Possible dividend cut
BHP Billiton (LSE: BLT) could announce a dividend cut when it announces its interim results on 13 February. Its revenues and cash flows look set to drop dramatically this year, and its dividend would need to be mostly funded by additional borrowing, rather than organic free cash flow generation. Such a move may already be anticipated by the market, as its shares already yield more than 12%.
Instead, a dividend cut could be positive in the long term. Commodity assets have substantially fallen in value over recent months, and BHP could take advantage of these lower asset values to beef up its dominant market position and look to gain from synergies and improve cost efficiency.
The company has already done much to reduce costs and increase production volumes on its own. But making further cost cuts and squeezing more production whilst keeping capital spending under control will become more difficult, as the easier choices have already been made. In order to improve its operating efficiency and lower costs further, BHP may need a new strategy.
Near term, I expect there would be few catalysts to help its share price. Valuation multiples are unimpressive and the dividend uncertainty does not help. Analysts expect the company to generate 34p a share in underlying EPS, which gives it a forward P/E of 24.0.

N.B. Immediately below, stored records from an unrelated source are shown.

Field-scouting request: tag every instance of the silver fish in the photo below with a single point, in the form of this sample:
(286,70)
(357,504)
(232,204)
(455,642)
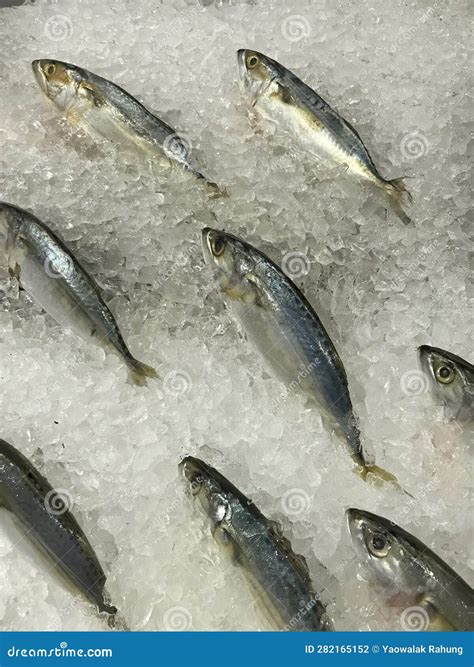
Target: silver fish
(283,326)
(49,523)
(51,274)
(278,95)
(279,578)
(410,572)
(452,379)
(105,110)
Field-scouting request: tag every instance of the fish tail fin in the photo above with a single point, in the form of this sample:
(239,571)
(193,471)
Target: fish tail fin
(139,372)
(380,476)
(116,622)
(398,195)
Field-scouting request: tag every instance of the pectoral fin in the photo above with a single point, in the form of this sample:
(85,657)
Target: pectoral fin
(437,622)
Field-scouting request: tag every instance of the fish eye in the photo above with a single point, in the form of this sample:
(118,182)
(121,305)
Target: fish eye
(445,374)
(218,246)
(50,69)
(252,62)
(196,484)
(379,545)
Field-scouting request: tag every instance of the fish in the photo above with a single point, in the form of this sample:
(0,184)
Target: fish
(452,380)
(49,272)
(278,577)
(281,97)
(45,515)
(103,109)
(408,570)
(283,326)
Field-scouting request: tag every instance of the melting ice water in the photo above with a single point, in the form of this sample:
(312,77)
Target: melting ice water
(398,72)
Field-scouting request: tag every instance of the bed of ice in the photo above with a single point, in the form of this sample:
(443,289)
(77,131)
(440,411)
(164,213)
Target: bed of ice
(399,72)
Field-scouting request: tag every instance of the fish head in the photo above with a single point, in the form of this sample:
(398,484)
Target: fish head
(256,73)
(57,80)
(208,486)
(451,377)
(233,262)
(383,548)
(10,222)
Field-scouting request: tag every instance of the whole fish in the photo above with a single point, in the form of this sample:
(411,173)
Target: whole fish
(105,110)
(283,326)
(410,572)
(279,96)
(50,524)
(279,578)
(452,379)
(51,274)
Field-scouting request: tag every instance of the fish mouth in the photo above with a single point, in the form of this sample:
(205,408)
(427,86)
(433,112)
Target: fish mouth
(193,471)
(37,67)
(354,521)
(190,467)
(425,352)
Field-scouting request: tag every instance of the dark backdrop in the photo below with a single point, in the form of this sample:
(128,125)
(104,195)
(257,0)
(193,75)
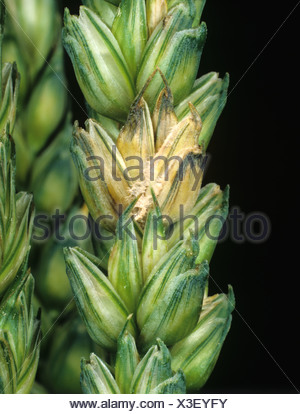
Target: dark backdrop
(254,150)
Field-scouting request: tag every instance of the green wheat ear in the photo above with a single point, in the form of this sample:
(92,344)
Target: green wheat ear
(136,63)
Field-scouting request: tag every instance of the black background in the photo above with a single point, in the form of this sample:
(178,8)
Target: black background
(254,150)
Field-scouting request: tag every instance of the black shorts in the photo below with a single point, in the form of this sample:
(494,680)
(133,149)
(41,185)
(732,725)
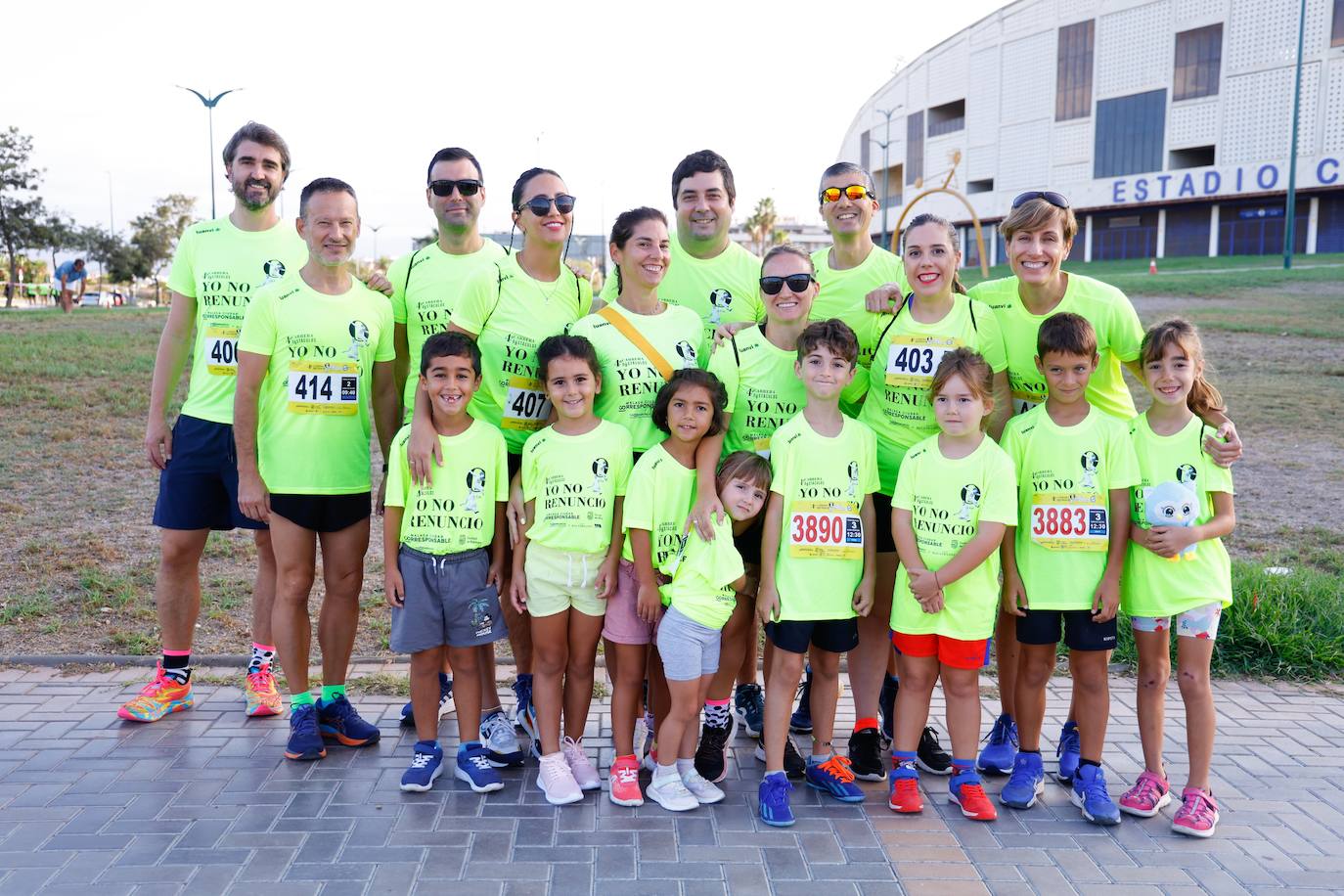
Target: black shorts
(323,512)
(833,636)
(200,486)
(1077,626)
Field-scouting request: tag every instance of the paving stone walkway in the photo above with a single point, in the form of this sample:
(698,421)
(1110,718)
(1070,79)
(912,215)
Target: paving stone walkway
(204,803)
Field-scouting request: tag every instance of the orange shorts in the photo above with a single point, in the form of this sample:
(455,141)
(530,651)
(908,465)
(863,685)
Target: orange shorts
(951,651)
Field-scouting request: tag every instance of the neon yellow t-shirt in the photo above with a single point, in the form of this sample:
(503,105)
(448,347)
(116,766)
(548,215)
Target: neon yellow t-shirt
(425,289)
(222,267)
(657,500)
(511,313)
(823,482)
(313,425)
(906,355)
(701,587)
(575,481)
(1176,485)
(1064,475)
(948,500)
(1110,313)
(456,512)
(721,291)
(629,379)
(764,391)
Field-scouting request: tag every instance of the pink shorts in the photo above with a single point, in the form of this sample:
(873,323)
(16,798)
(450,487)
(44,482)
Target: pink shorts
(622,623)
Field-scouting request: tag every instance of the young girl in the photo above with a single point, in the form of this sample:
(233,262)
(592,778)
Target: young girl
(660,490)
(1176,567)
(953,500)
(701,596)
(574,475)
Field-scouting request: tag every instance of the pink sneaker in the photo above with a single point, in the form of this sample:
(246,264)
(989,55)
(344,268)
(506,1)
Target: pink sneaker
(1146,797)
(1197,813)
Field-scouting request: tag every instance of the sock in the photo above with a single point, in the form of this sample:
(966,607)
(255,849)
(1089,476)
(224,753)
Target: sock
(178,665)
(717,713)
(263,654)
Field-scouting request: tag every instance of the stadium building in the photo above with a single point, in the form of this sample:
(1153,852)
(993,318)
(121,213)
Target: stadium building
(1167,124)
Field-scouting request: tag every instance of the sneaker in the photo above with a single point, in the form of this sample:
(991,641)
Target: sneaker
(579,766)
(749,705)
(305,743)
(669,792)
(426,765)
(1069,752)
(557,781)
(338,722)
(834,778)
(502,747)
(866,755)
(969,792)
(624,784)
(1146,797)
(711,756)
(1026,784)
(773,801)
(262,696)
(1197,813)
(1000,748)
(445,696)
(930,755)
(476,769)
(157,698)
(1092,797)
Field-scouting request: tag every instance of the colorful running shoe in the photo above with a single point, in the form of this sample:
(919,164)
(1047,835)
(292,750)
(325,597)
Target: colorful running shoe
(157,698)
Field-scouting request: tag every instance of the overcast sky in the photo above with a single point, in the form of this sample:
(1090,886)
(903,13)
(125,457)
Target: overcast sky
(609,94)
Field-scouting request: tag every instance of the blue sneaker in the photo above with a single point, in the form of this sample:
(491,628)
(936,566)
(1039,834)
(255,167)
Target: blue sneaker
(773,797)
(502,747)
(304,741)
(426,765)
(1002,747)
(1069,752)
(338,722)
(1026,784)
(1091,795)
(833,777)
(474,767)
(445,694)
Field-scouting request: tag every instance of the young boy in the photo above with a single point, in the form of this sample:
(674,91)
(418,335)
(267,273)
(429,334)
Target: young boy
(1062,565)
(818,561)
(445,553)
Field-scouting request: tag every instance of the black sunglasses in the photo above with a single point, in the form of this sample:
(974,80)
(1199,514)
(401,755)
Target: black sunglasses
(539,205)
(1053,198)
(796,283)
(468,187)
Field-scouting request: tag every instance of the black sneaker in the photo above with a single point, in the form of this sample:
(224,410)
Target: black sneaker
(930,755)
(866,755)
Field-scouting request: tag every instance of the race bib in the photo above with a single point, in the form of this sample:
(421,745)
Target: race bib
(525,406)
(912,360)
(324,387)
(1070,522)
(827,529)
(221,347)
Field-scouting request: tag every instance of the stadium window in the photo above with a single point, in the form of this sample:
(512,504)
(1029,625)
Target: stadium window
(1073,82)
(1199,55)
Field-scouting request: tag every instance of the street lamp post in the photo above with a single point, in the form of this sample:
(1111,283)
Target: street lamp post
(210,103)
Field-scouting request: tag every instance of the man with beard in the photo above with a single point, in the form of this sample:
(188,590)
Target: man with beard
(216,269)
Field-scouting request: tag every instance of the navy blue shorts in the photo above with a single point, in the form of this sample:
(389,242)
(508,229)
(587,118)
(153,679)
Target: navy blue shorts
(200,486)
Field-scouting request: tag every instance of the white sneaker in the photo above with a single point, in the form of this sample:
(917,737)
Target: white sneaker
(579,766)
(701,788)
(669,792)
(557,781)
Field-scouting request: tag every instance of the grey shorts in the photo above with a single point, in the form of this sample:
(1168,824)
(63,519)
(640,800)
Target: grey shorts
(446,602)
(689,649)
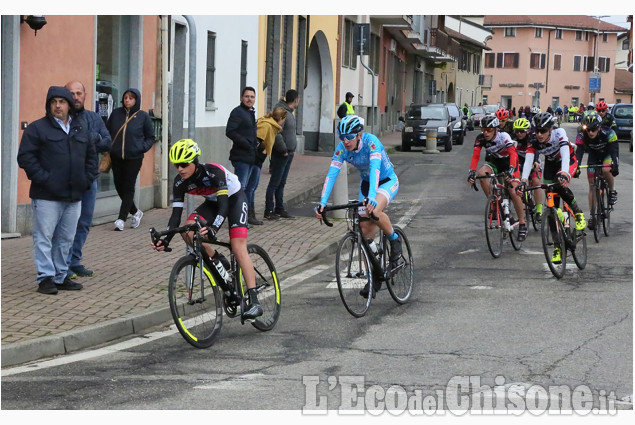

Rival Rio Tinto (LSE: RIO), which currently yields almost 9%, should be able to maintain its dividend for at least a year or two. By focussing heavily on iron ore, it has benefited from more resilient profitability and stronger free cash flow generation. This is because iron ore prices have been more resilient lately and the margins for the metal in low cost regions is generally much wider than that of other metals.
Rio Tinto’s shortfall in free cash flow for its dividend and capital spending needs will likely be only in the hundred of millions this year, rather than multi-billion figure that BHP will likely face. What’s more, Rio has much less debt than BHP and almost all of its large-cap rivals. Its net debt to adjusted EBITDA ratio is just 0.6x, compared to BHP’s 1.1.
Its valuation multiples are more appealing too, and it could be cause for further outperformance relative to its peers. Analysts expect the company will earn 173p per share in underlying earnings, which gives it a forward P/E of just 12.1.
Small-cap silver miner Hochschild Mining (LSE: HOC), which recently raised £64.8m through a rights issue, is ramping up of production from its Inmaculada mine. This has done much to lower its overall all-in sustaining production cost, which fell from $17 per ounce in 2014 to around $13-14 by the end of 2015.
This is still barely above today’s spot price of $14.30 per ounce, but the company has hedged just under half of its 2015 production at $17.75 per ounce, and 41% of this year’s expected production at $15.93 per ounce. Furthermore, productions costs are expected to continue to improve, and, in the medium term, the company expects to achieve an all-in sustaining production cost of around $10.4 per ounce.
This should mean that Hochschild will return to profitability by this year, but unfortunately valuations are still pricey. Hochschild trades at a huge forward P/E of 83.9 and so there appear to be better opportunities elsewhere.